How is it that our lives seem orchestrated in ways that become apparent only after all the music of the individual sections play together? It is odd how the different aspects of our lives are in concert with each other while we are consciously unaware of it. Dreams give us symbolic clues to be deciphered. Chance encounters direct us onto paths we didn't know existed. Extreme pain in one area opens up incredible joy in another. In retrospect, the dreams make perfect sense, the encounters are understood, and the pain becomes a blessing, an unexpected, although not necessarily welcome, introduction into unsuspected strengths. All seem parts of a cohesive, if unobservable, whole.

How do the right people find us when we are in need of answers? There is an expression from Yoga that when the student is ready, the teacher appears. The mystery being, just who is a teacher? The universal concept of teacher is much broader than our states certify as qualified. A teacher is anyone who has great influence on our lives. If we are open to learning, anyone can be our teacher; a professor, a baby, a homeless person, a stranger, a recalcitrant child, a cashier in the supermarket, a drug addict, a bully are all qualified teachers for the right situation.

And the universe being what it is, mysterious, it makes no distinction between people and nonpeople as teachers. Can a thing teach us when it is inanimate? Why not? Illness is often cited as a great learning experience. It needn't even be a thing. Haven't we all been given messages through our feelings? Intuition registers in gut feelings and other nontangible awarenesses. When we evaluate the information passed on through our varied physical sources and reap the consequences in pleasant or unpleasant ways, we learn to trust those sensations.

Each day is an episode in the mini-series of life. Some see it as a comedy, some respond to it as tragedy. For others it is a gothic romance or perhaps a self-help manual. For me, it remains an exquisite mystery. The truly good mysteries have lots of red herrings thrown in, diversions that draw one’s attention from the salient clues, as our daily activities tend to do. What is really important?
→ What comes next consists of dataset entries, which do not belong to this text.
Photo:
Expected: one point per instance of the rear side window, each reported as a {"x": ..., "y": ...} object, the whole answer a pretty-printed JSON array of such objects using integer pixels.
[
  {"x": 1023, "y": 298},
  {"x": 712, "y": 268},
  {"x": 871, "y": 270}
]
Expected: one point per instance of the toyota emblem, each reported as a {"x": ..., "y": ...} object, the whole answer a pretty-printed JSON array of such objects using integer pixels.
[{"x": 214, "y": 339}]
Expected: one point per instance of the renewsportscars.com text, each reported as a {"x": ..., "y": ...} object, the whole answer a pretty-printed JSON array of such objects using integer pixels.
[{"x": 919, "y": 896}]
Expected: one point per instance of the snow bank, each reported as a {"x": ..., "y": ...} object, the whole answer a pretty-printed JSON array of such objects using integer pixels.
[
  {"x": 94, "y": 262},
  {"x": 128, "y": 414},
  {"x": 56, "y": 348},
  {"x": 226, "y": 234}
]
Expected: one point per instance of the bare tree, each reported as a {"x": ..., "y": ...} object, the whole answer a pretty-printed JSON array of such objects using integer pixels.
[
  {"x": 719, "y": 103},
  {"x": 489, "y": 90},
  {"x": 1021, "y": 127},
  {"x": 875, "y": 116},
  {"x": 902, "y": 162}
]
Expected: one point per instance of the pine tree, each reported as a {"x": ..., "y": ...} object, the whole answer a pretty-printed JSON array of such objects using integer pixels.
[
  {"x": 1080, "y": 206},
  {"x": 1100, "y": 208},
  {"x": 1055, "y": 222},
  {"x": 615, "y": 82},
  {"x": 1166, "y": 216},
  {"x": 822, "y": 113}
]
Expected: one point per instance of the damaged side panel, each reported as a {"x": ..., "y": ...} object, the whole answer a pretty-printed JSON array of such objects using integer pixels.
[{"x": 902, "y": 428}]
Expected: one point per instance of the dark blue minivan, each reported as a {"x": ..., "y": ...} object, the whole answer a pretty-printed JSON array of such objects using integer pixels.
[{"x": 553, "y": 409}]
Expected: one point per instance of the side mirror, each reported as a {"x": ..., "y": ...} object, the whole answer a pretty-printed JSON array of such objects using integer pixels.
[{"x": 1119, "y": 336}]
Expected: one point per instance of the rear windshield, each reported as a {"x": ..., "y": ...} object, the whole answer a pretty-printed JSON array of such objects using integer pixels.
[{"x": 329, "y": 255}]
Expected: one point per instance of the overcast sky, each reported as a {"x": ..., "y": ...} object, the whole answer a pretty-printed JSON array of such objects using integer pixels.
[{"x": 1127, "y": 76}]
It comes back to the "how." How do we recognize the diversions and how do we deal with them? Or is life itself the diversion from something else, a cosmic red herring? How do we feel about that?

Perception Challenge # 13

Write Your Own Novel

Everyone has his or her own book inside, being written daily. We frequently don’t recognize it as we are so wrapped up in the drama of living. People often assume that writers’ characters are the writers themselves. That is partly true because we write what we have assimilated through experience. But we also use that experience to make up characters and try out different personalities, to step back from life and observe. One trick novelists use to bring distance to their subject is to change the facts of their characters. Male becomes female, young becomes old, perky becomes petulant. We can use this trick to cast light on our own stories.

Try this. Next time you find yourself in an emotional situation, pretend you are a writer and that the problem is happening to one of your characters. How would that character solve it? Then give the problem to another character with a different personality and perspective and see how that one resolves it. Does looking through other eyes help you get insight into your dilemma?